It’s not typically the place to shop for real estate investment trusts (REITs), those pools of income-producing properties managed more for dividends than for growth. In fact, of the approximately 225 publicly traded REITs, only 33 trade on the Nasdaq, and most have badly trailed the Nasdaq itself in total returns.

A notable exception is Equinix (NASDAQ: EQIX), which has made its fortune, and done the same for a lot of investors, mostly because of how closely it’s tied to tech.

Equinix is one of the largest data-center operators in the world, with 250 sites on six continents that provide storage space and critical connectivity to more than 10,000 customers, including about half of the Fortune 500.
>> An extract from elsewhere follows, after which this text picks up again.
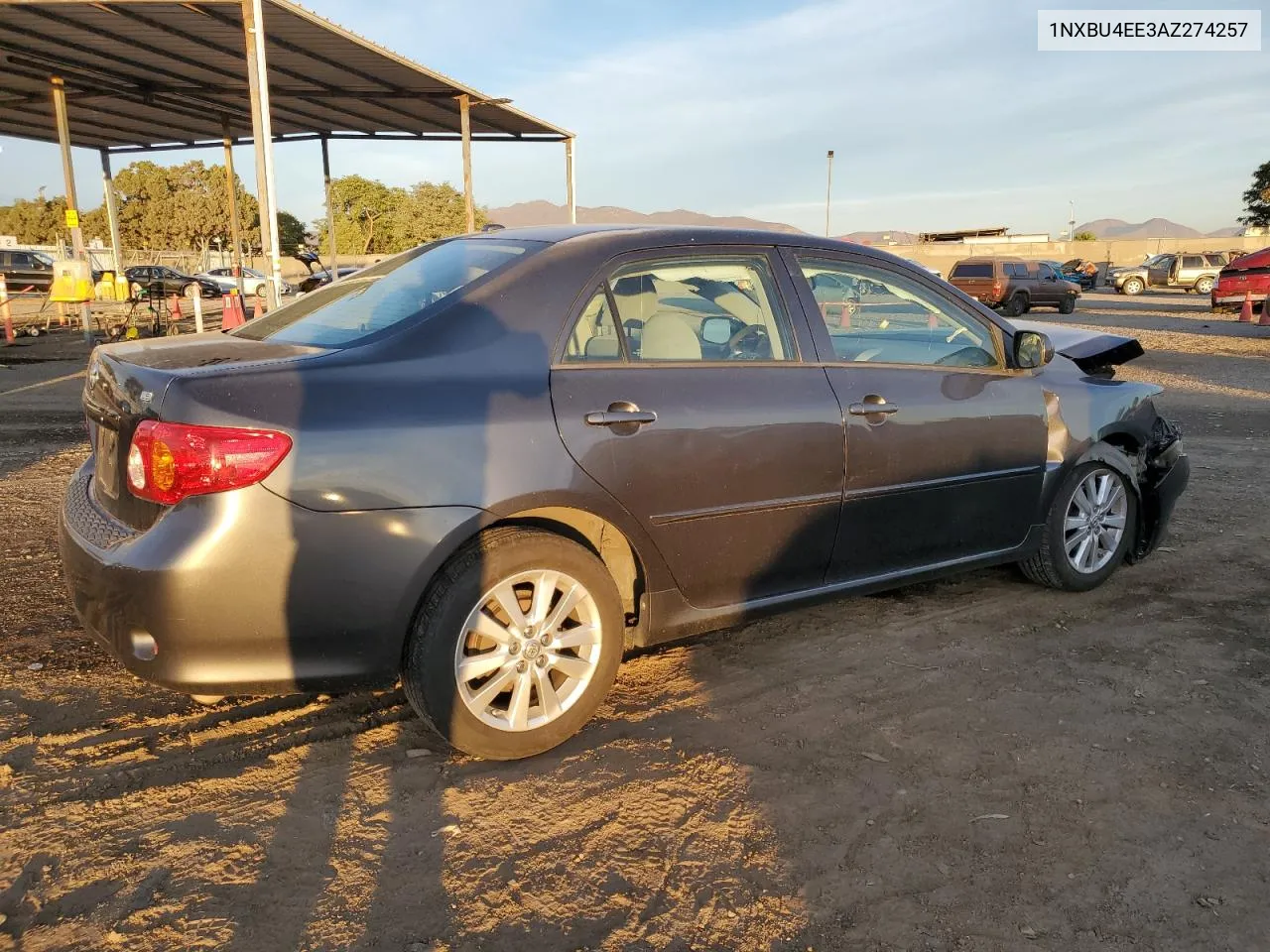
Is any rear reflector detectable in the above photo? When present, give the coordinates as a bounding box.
[128,420,291,505]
Just a few of its major tenants are cloud giants such as Amazon’s AWS, Google Cloud, and Microsoft’s Azure, as well as broadband streaming leaders like Zoom Video Communications and Netflix.

Meeting this insatiable demand for data bandwidth and digital storage space has helped Equinix perform admirably. The chart below shows how much a $1,000 stake in Equinix has gained in the past 10 years ago compared with the same amount invested in the benchmark Invesco QQQ exchange-traded fund (ETF), which tracks the NASDAQ 100 Index of the 100 largest U.S. and international nonfinancial companies based on market cap.

Data source: YCharts

As the chart shows, Equinix has posted 524% in total return versus 403% for the ETF. Interestingly, push the performance back to when Equinix went public in 2000, shortly after QQQ’s launch in 1999, and the picture is dramatically reversed, as shown below.

Data source: YCharts

REIT conversion opens the cash drawer

At least two factors help explain this reversal. First, Equinix converted to a REIT in 2015 and was required at that point to pay out at least 90% of its taxable income as dividends, significantly boosting that side of the total return formula.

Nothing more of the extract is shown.